I had loved my job, but I also felt if I had to keep on doing it for one more day I'd fragment into a hundred-million pieces. It's a weird combination of being bored and stressed-out, both nearly to death. You just know you have to S.T.O.P.

Then, what? I'd been such a workaholic, that when that part of my life went away, and I'd slept for about a thousand hours to wake refreshed, there was just too big of a vacuum. Beloved hobbies like gardening, cooking, and travel just couldn't make a full life. Maybe if you quit when you're in mid-60s... but not in your mid-40s.

So, I started work again, slowly launching a series of sites in the 'Anne Holland Network'. This time it would be different. This time I'd start at 9 and leave at 5. This time I'd take vacations. This time I'd bring in a heavy-duty partner to run the business so all the leadership wouldn't fall on me.

Perhaps most importantly, this time I wouldn't be the one standing in the spotlight. Each of the sites in the Anne Holland Network would be based on my core editorial principals -- extremely practical content, based on research into what works in real-life to grow your business. However, instead of being the 'host' of every site, newsletter, and conference, I'd take a step back. We began to recruit top-notch editorial staff, one per new site, to become that site's 'host' instead of me.

So far we've got two sites successfully launched (Anne Holland's WhichTestWon.com headed by Senior Reporter Natalie Tomasso and Anne Holland's Subscription Site Insider headed by Editor Sean Donahue) with more on the drawing board for 2011.

My sense of relief at not being in the spotlight so much is powerful. It's also thrilling to train and empower editorial staff to take over their sites and really own them, in a real sense becoming their own bosses, focused on pleasing their readers. There's a learning curve here - as much for me, the queen of I'll-do-it-myself, as there is for them. But we're definitely on the road to getting there.

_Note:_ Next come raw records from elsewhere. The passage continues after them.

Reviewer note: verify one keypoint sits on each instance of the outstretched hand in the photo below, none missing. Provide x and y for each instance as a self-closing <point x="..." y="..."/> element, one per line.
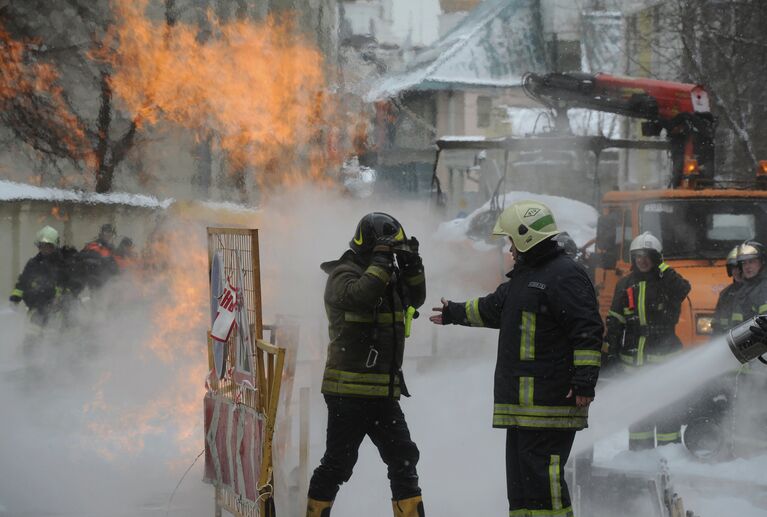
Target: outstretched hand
<point x="437" y="317"/>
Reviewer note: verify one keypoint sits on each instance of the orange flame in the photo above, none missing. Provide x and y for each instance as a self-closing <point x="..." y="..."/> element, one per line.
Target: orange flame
<point x="259" y="88"/>
<point x="176" y="278"/>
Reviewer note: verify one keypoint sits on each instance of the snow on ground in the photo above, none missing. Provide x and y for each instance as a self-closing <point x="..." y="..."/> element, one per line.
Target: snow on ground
<point x="50" y="445"/>
<point x="574" y="217"/>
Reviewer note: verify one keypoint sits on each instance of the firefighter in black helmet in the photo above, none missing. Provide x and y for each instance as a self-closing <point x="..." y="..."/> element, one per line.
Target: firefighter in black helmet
<point x="548" y="357"/>
<point x="371" y="296"/>
<point x="721" y="320"/>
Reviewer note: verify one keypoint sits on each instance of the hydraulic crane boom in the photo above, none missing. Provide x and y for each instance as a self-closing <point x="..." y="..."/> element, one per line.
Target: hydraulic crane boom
<point x="679" y="108"/>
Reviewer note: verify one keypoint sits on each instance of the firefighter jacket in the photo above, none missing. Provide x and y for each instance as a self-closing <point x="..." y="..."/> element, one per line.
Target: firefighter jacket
<point x="751" y="298"/>
<point x="644" y="314"/>
<point x="43" y="279"/>
<point x="724" y="306"/>
<point x="97" y="263"/>
<point x="367" y="306"/>
<point x="549" y="340"/>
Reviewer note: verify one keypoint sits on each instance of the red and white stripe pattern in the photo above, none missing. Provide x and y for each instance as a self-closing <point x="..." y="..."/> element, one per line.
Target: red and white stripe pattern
<point x="234" y="439"/>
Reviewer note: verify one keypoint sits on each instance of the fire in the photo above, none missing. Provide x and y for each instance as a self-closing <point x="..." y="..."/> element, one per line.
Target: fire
<point x="58" y="214"/>
<point x="259" y="89"/>
<point x="33" y="103"/>
<point x="174" y="282"/>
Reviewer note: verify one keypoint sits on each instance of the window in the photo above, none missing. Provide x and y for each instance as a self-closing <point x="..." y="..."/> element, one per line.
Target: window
<point x="698" y="229"/>
<point x="484" y="107"/>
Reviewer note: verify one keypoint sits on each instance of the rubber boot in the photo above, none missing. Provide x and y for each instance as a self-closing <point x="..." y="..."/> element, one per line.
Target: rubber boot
<point x="410" y="507"/>
<point x="316" y="508"/>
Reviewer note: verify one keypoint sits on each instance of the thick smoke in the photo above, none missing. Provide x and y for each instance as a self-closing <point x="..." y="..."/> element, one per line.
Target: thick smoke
<point x="106" y="416"/>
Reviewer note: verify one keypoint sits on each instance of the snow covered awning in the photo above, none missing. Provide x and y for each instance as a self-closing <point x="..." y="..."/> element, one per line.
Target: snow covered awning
<point x="492" y="47"/>
<point x="12" y="191"/>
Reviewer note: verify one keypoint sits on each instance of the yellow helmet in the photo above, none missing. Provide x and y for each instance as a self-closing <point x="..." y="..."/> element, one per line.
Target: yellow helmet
<point x="527" y="223"/>
<point x="47" y="235"/>
<point x="750" y="250"/>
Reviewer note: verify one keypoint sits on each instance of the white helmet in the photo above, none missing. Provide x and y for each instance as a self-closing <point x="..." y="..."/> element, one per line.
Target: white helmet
<point x="47" y="235"/>
<point x="646" y="241"/>
<point x="527" y="223"/>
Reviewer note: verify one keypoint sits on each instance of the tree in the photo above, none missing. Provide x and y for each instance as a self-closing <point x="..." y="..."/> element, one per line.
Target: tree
<point x="56" y="96"/>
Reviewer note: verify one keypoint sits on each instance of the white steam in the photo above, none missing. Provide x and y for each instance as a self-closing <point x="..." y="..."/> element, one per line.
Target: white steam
<point x="105" y="424"/>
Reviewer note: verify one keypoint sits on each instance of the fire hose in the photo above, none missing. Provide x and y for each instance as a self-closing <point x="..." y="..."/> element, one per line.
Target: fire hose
<point x="748" y="340"/>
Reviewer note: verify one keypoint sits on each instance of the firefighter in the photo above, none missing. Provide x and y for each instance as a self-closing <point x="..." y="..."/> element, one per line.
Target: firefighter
<point x="370" y="298"/>
<point x="125" y="255"/>
<point x="44" y="278"/>
<point x="548" y="356"/>
<point x="723" y="310"/>
<point x="641" y="329"/>
<point x="748" y="433"/>
<point x="97" y="258"/>
<point x="751" y="298"/>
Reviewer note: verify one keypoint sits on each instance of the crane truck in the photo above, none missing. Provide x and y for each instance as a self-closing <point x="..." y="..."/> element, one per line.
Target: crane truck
<point x="697" y="218"/>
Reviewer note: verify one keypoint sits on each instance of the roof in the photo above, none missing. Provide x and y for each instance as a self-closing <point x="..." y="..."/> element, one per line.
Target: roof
<point x="494" y="46"/>
<point x="13" y="191"/>
<point x="679" y="193"/>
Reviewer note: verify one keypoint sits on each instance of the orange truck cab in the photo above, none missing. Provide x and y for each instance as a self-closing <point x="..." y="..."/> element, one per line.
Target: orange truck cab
<point x="697" y="229"/>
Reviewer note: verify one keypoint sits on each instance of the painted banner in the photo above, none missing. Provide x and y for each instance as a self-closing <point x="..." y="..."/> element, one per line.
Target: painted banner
<point x="234" y="439"/>
<point x="217" y="282"/>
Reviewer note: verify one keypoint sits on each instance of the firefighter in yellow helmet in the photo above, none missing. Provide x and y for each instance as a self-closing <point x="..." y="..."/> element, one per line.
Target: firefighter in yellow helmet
<point x="723" y="310"/>
<point x="370" y="298"/>
<point x="751" y="298"/>
<point x="548" y="356"/>
<point x="641" y="328"/>
<point x="43" y="279"/>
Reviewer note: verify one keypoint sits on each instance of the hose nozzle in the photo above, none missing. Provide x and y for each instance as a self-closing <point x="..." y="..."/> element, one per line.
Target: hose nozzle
<point x="746" y="342"/>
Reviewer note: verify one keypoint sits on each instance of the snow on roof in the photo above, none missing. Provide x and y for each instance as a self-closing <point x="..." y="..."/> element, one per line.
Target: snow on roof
<point x="12" y="191"/>
<point x="574" y="217"/>
<point x="583" y="122"/>
<point x="493" y="46"/>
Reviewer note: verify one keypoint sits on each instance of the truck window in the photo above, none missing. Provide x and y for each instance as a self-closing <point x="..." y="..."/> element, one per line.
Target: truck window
<point x="614" y="235"/>
<point x="704" y="229"/>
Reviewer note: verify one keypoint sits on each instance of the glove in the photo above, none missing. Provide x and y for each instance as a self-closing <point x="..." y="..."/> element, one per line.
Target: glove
<point x="759" y="330"/>
<point x="407" y="255"/>
<point x="413" y="244"/>
<point x="384" y="244"/>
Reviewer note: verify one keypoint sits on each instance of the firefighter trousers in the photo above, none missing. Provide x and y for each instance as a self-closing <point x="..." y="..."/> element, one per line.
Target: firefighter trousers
<point x="350" y="419"/>
<point x="535" y="466"/>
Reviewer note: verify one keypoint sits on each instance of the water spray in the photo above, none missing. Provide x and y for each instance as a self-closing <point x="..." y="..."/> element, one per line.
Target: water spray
<point x="745" y="344"/>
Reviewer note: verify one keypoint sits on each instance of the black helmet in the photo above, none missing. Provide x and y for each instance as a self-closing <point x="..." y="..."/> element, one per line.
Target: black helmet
<point x="750" y="250"/>
<point x="373" y="226"/>
<point x="567" y="243"/>
<point x="107" y="229"/>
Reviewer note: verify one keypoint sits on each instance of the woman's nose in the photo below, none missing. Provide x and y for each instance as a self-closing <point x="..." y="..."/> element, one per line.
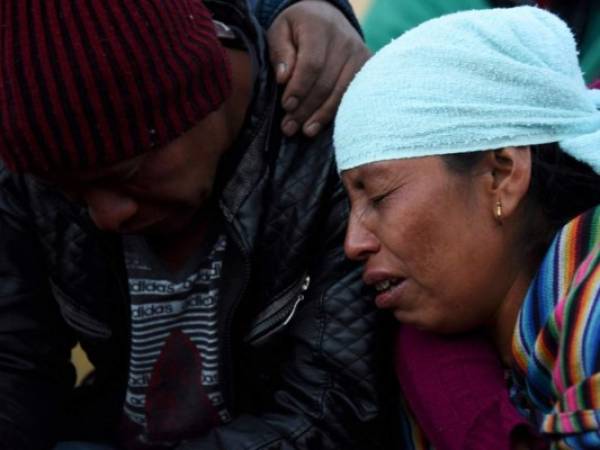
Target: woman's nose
<point x="109" y="209"/>
<point x="359" y="242"/>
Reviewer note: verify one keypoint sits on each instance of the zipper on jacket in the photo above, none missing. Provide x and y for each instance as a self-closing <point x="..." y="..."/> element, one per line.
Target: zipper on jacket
<point x="227" y="344"/>
<point x="279" y="314"/>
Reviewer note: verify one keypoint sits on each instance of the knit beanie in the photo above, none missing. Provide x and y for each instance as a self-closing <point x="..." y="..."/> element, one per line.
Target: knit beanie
<point x="471" y="81"/>
<point x="88" y="83"/>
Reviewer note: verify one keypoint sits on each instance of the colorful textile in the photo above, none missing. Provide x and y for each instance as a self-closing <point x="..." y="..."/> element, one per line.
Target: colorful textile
<point x="557" y="339"/>
<point x="471" y="81"/>
<point x="456" y="388"/>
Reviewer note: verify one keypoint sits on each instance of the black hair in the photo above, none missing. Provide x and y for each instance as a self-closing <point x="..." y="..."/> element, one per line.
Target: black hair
<point x="561" y="187"/>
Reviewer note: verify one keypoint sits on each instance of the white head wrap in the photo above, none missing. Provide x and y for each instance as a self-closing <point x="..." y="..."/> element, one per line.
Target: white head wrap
<point x="474" y="80"/>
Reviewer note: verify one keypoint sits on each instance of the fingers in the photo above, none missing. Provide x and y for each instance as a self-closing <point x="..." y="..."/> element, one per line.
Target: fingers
<point x="320" y="101"/>
<point x="327" y="110"/>
<point x="310" y="84"/>
<point x="282" y="49"/>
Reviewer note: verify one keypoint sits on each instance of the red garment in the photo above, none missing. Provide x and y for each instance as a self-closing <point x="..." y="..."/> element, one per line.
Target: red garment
<point x="456" y="388"/>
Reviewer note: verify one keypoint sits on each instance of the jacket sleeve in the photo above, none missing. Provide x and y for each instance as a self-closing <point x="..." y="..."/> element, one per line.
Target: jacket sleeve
<point x="35" y="373"/>
<point x="267" y="10"/>
<point x="327" y="395"/>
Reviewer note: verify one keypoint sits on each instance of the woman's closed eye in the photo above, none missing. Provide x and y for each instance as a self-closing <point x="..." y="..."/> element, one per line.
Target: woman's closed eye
<point x="377" y="200"/>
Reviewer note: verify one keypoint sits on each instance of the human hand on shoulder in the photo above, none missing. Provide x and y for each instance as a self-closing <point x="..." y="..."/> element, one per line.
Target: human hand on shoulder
<point x="316" y="51"/>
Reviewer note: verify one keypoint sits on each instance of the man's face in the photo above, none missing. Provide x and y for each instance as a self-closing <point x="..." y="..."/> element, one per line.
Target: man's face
<point x="158" y="192"/>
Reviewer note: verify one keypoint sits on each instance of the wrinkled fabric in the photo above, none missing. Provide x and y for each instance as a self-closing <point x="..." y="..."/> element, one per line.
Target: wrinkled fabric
<point x="471" y="81"/>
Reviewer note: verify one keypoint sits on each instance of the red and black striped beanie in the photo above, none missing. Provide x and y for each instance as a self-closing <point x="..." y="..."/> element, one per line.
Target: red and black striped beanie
<point x="88" y="83"/>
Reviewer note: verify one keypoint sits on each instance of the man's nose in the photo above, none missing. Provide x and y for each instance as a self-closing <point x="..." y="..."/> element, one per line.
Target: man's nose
<point x="359" y="242"/>
<point x="109" y="209"/>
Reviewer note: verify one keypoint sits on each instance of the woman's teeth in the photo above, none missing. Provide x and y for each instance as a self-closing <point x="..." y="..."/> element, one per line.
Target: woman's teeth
<point x="387" y="284"/>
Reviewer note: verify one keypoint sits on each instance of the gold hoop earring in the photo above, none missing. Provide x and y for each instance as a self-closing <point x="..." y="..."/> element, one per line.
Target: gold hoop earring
<point x="498" y="210"/>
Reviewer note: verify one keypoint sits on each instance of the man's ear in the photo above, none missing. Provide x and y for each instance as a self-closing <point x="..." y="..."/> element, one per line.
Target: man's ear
<point x="509" y="176"/>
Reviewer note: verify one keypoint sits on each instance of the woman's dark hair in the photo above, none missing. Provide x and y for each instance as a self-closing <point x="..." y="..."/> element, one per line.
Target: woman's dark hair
<point x="561" y="187"/>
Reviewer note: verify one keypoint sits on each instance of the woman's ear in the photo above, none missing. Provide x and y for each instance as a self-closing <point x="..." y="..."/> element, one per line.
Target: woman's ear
<point x="509" y="172"/>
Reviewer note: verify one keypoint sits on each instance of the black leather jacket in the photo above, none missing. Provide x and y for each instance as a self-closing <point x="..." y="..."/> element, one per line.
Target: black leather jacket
<point x="298" y="330"/>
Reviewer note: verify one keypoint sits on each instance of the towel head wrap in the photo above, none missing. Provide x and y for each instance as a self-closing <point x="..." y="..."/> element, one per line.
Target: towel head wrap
<point x="470" y="81"/>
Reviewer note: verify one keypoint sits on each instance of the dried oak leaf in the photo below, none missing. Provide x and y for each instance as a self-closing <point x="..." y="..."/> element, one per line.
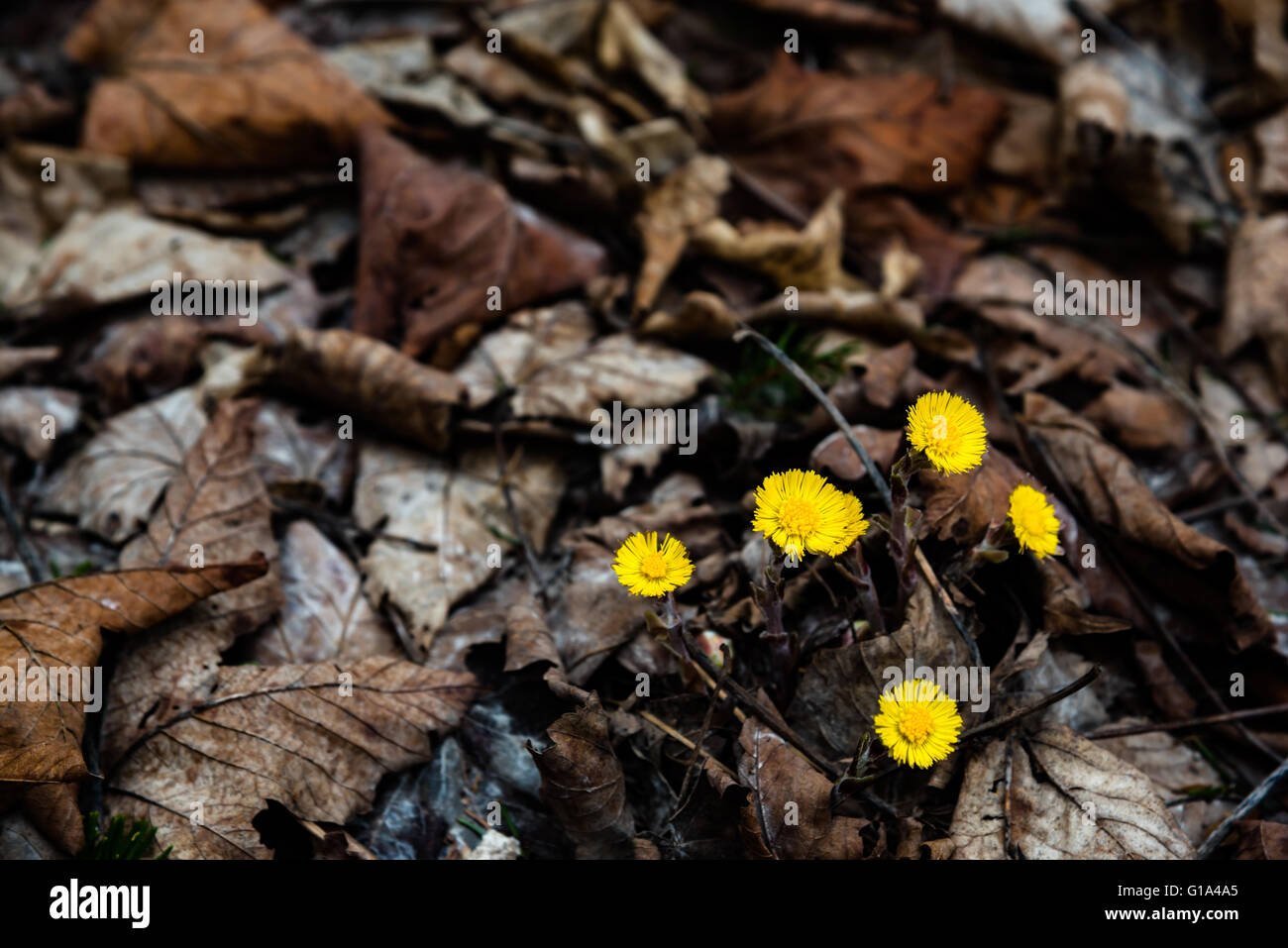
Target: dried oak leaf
<point x="215" y="507"/>
<point x="16" y="360"/>
<point x="112" y="483"/>
<point x="789" y="811"/>
<point x="684" y="201"/>
<point x="442" y="524"/>
<point x="546" y="356"/>
<point x="962" y="506"/>
<point x="58" y="625"/>
<point x="1254" y="292"/>
<point x="373" y="380"/>
<point x="436" y="240"/>
<point x="316" y="738"/>
<point x="116" y="254"/>
<point x="806" y="133"/>
<point x="1260" y="839"/>
<point x="1067" y="797"/>
<point x="584" y="785"/>
<point x="26" y="412"/>
<point x="325" y="617"/>
<point x="257" y="95"/>
<point x="1198" y="574"/>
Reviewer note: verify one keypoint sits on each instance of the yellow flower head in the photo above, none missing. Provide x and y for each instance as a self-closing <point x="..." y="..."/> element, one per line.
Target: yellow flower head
<point x="854" y="524"/>
<point x="949" y="429"/>
<point x="648" y="571"/>
<point x="917" y="723"/>
<point x="1034" y="522"/>
<point x="803" y="513"/>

On that cold dark night in Santa Fe, as I watched Oprah introduce her new network, on which there is no Oprah show, I felt like I wasn't the only one trying to figure out this new business model. It was a "hey girlfriend!" moment. For the first couple of years, neither of us may make as much money in our new ventures as we had in our old ones... but maybe that's not the point to being in business. Business can go beyond capitalism, business can enable personal growth for you and your team. It does anyway for me.